This one is a wrapper around qqbinplot.

Code
def QQplot_binned(
    data,
    reference_conditional_distributions,
    N=20,
    ax=None,
    **plot_kwargs,
):
    """

    * data should be an (X,Y) iterable. For example:

    data = numpy.random.multivariate_normal(
        [0, 0], cov=numpy.array([[1, 0], [0, 1]]), size=10 ** 4
    )
    X, Y = data.transpose(1, 0)

    * reference_conditional_distributions should be an iterable with N elements, where each element is the reference distribution conditional on a particular value of x

    For example, for a uniform distribution, we would have
    reference_conditional_distributions = [scipy.stats.uniform(loc=-4, scale=8) for i in range(N)]

    """

    xx, yy = bin_bivariate_1d(*data, N=N)
    reference_conditional_distributions
    return qqbinplot(xx, yy, reference_conditional_distributions, ax=ax, **plot_kwargs)

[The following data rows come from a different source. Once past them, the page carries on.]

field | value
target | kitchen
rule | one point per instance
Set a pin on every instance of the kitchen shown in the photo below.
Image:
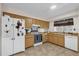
(30, 33)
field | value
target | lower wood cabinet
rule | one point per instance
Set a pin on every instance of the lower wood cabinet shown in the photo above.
(56, 38)
(60, 40)
(29, 41)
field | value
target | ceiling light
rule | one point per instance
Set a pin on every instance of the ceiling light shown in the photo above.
(53, 7)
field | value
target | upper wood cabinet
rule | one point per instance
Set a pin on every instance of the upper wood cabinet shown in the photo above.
(43, 24)
(56, 38)
(30, 21)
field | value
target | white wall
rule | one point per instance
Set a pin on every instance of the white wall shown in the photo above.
(18, 12)
(0, 24)
(74, 14)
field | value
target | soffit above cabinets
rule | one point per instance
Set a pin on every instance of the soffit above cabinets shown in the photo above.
(42, 10)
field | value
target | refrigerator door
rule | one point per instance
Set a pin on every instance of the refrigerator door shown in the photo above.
(7, 35)
(19, 35)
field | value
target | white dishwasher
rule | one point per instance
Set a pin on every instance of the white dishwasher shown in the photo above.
(71, 42)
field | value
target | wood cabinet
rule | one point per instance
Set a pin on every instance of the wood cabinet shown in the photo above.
(56, 38)
(43, 24)
(44, 37)
(60, 40)
(29, 41)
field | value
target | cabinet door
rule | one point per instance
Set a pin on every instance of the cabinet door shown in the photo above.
(71, 42)
(60, 40)
(74, 44)
(67, 42)
(29, 42)
(7, 35)
(19, 42)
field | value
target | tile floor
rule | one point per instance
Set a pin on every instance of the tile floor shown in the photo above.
(48, 49)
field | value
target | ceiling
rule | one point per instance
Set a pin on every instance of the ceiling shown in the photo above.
(42, 10)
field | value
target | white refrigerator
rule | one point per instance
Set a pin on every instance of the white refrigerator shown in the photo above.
(13, 35)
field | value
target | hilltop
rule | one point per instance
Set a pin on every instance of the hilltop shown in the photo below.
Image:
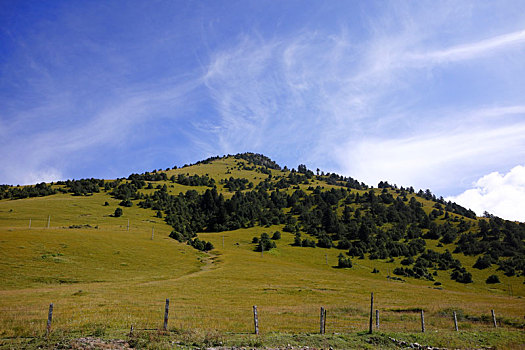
(229, 232)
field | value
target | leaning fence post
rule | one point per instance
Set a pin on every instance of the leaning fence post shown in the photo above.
(494, 318)
(49, 319)
(255, 320)
(371, 312)
(322, 321)
(166, 311)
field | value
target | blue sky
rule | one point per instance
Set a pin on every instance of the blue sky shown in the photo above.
(429, 94)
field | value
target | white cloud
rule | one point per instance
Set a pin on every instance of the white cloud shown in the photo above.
(502, 195)
(438, 159)
(472, 50)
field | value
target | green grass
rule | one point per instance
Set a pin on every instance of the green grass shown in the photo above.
(104, 278)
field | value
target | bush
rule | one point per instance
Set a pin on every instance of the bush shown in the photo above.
(492, 279)
(483, 262)
(126, 203)
(343, 262)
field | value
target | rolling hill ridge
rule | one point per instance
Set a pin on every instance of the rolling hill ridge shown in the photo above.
(236, 231)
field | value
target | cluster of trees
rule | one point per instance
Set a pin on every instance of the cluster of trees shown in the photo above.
(258, 159)
(236, 184)
(193, 180)
(20, 192)
(84, 187)
(264, 243)
(384, 224)
(155, 176)
(192, 240)
(500, 242)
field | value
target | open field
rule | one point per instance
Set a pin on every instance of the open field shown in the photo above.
(103, 278)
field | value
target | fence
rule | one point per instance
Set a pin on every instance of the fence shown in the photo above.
(263, 319)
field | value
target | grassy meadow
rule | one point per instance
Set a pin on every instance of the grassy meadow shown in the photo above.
(103, 278)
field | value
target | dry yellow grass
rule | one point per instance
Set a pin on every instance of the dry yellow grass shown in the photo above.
(110, 278)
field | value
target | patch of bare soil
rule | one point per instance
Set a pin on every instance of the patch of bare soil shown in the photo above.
(90, 343)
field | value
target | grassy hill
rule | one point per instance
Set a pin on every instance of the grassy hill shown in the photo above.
(104, 277)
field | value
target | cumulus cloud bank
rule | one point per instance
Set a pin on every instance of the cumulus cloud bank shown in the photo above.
(499, 194)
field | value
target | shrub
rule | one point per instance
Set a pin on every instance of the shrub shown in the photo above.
(492, 279)
(343, 262)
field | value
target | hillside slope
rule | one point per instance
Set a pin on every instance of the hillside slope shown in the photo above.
(196, 234)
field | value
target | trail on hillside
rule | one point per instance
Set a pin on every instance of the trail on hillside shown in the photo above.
(210, 262)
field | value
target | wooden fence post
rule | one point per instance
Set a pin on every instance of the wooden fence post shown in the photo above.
(49, 319)
(322, 321)
(255, 320)
(371, 312)
(166, 311)
(494, 318)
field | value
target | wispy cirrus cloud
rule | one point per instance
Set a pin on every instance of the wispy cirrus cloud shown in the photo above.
(498, 194)
(471, 50)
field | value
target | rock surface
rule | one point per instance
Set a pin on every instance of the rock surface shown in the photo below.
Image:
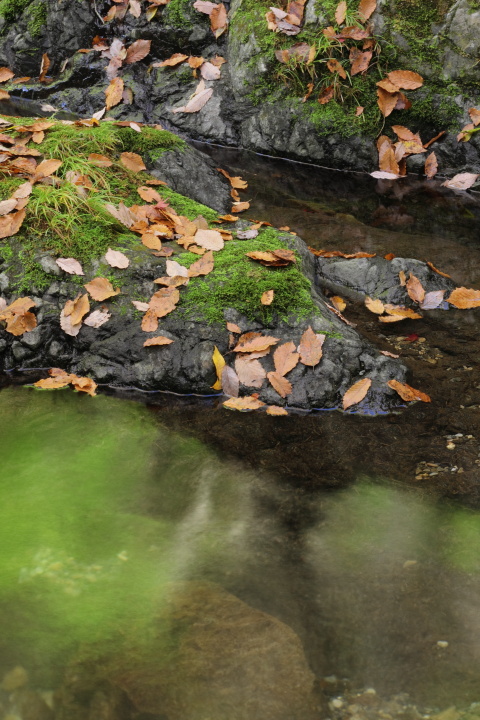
(210, 655)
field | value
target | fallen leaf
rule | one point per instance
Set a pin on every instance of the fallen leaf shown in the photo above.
(115, 258)
(276, 410)
(243, 404)
(405, 79)
(310, 347)
(97, 318)
(280, 384)
(415, 289)
(114, 92)
(285, 358)
(209, 239)
(137, 51)
(464, 298)
(203, 266)
(219, 362)
(254, 344)
(267, 297)
(375, 306)
(158, 340)
(431, 166)
(462, 181)
(70, 265)
(356, 392)
(101, 289)
(230, 381)
(132, 162)
(408, 393)
(250, 372)
(341, 12)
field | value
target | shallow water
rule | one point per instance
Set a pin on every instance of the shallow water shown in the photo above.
(347, 529)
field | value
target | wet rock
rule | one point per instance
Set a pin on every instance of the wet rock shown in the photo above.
(224, 660)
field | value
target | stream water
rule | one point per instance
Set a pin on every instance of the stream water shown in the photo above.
(361, 535)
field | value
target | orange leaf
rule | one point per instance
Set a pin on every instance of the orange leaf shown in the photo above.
(310, 347)
(101, 289)
(464, 298)
(356, 392)
(243, 404)
(280, 384)
(158, 340)
(132, 162)
(408, 393)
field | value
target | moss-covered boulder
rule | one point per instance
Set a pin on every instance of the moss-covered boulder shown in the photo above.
(70, 216)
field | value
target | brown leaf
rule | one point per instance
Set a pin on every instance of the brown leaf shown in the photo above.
(310, 347)
(137, 51)
(375, 306)
(114, 92)
(408, 393)
(132, 162)
(341, 12)
(334, 66)
(405, 79)
(464, 298)
(386, 101)
(282, 386)
(101, 289)
(462, 181)
(115, 258)
(431, 166)
(415, 289)
(439, 272)
(276, 410)
(326, 95)
(356, 392)
(267, 297)
(285, 358)
(243, 404)
(158, 340)
(99, 160)
(254, 344)
(209, 239)
(366, 8)
(203, 266)
(250, 372)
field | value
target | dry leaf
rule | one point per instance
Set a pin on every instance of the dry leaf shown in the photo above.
(375, 306)
(408, 393)
(158, 340)
(70, 265)
(282, 386)
(464, 298)
(132, 162)
(97, 318)
(356, 392)
(100, 289)
(250, 372)
(115, 258)
(243, 404)
(310, 347)
(415, 289)
(267, 297)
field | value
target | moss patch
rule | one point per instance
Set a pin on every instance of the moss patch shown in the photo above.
(238, 282)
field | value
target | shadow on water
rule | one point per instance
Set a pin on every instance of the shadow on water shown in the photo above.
(105, 504)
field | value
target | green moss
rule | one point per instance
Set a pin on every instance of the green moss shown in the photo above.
(238, 282)
(37, 19)
(12, 9)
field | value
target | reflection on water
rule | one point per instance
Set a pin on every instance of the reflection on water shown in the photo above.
(103, 507)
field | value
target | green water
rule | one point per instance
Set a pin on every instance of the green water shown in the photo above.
(103, 506)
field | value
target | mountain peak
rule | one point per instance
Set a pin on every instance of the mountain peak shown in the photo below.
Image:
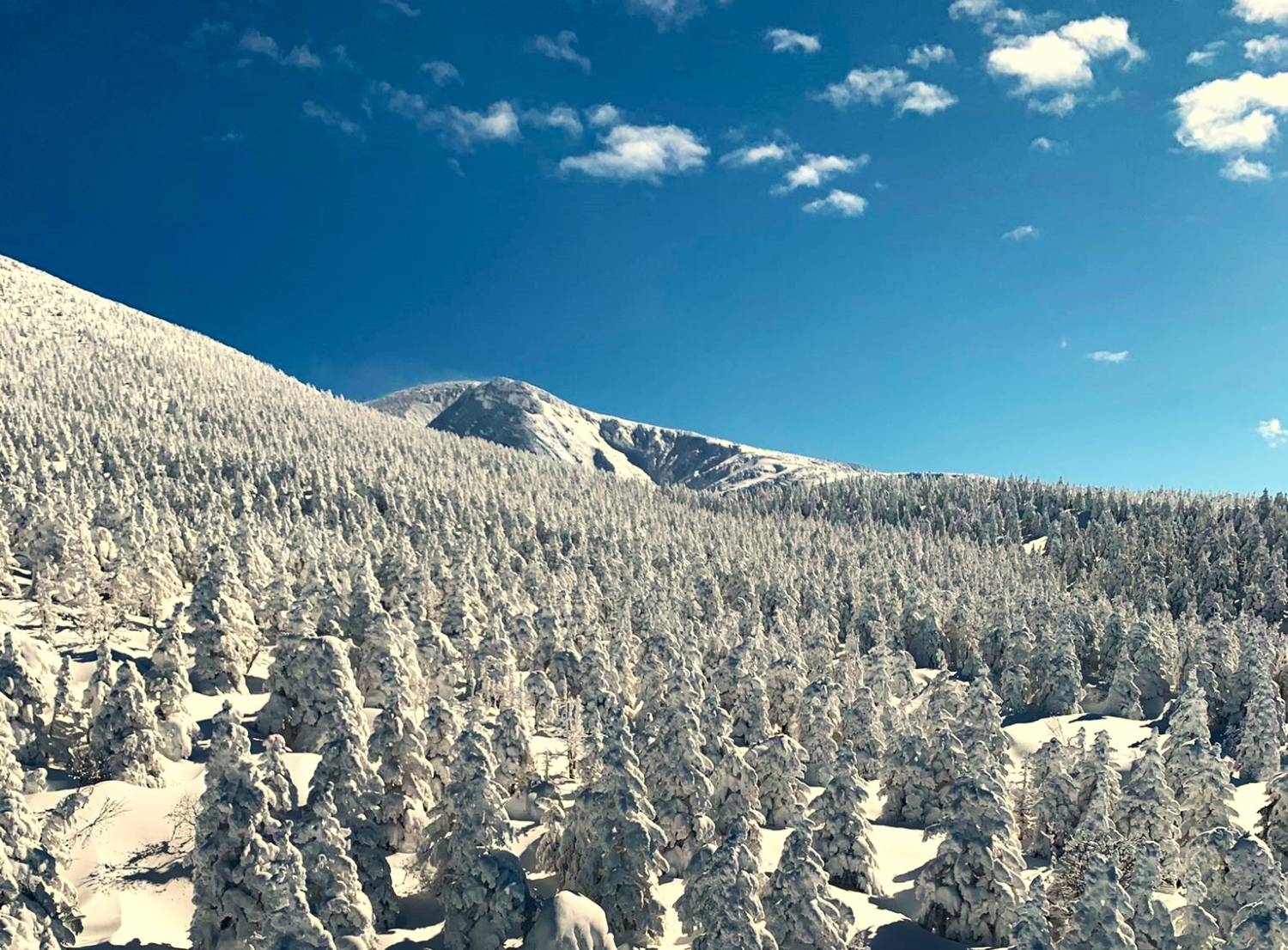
(520, 415)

This one plots the QQ-bin plot and also a few reference and empirical conditional distributions, for illustration.

Code
def plot_qq_with_conditionals(
    data, reference_conditional_distributions, N=20, cropped=True, **plot_kwargs
):
    fig = plt.figure()
    spec = fig.add_gridspec(3, 3)
    axmain = fig.add_subplot(spec[:2, :2])
    ax1 = fig.add_subplot(spec[0, 2])
    ax2 = fig.add_subplot(spec[1, 2])
    ax3 = fig.add_subplot(spec[2, 0])
    ax4 = fig.add_subplot(spec[2, 1])
    ax5 = fig.add_subplot(spec[2, 2])
    ax_dict = {"ax1": ax1, "ax2": ax2, "ax3": ax3, "ax4": ax4, "ax5": ax5}
    xx, yy = bin_bivariate_1d(*data, N=N)

    try:
        x_min, x_max = numpy.min(xx), numpy.max(xx)
        y_min, y_max = numpy.min([numpy.min(y) for y in yy]), numpy.max(
            [numpy.max(y) for y in yy]
        )
    except ValueError: # had a value error once, but can't seem to reproduce. Probably in case of empty bin.
        print(numpy.min(yy))
        exit()

    margin_plots = plot_kwargs.pop("margin_plots", (0.2,0.2))


    QQplot_binned(
        data,
        reference_conditional_distributions,
        N=20,
        ax=axmain,
        **plot_kwargs,
    )

    # does not seem to work, quick hack instead
    # axmain.set_xlim((x_min, x_max))
    # axmain.set_ylim((y_min, y_max))
    # axmain.margins(*margin_plots) 
    axmain.set_xlim((-5, 5))
    axmain.set_ylim((-5, 5))
    ####         end hack


    index = [N / 2 - 2 * N / 6, N / 2 - N / 6, N / 2, N / 2 + N / 6, N / 2 + 2 * N / 6]
    index = [int(numpy.round(i)) for i in index]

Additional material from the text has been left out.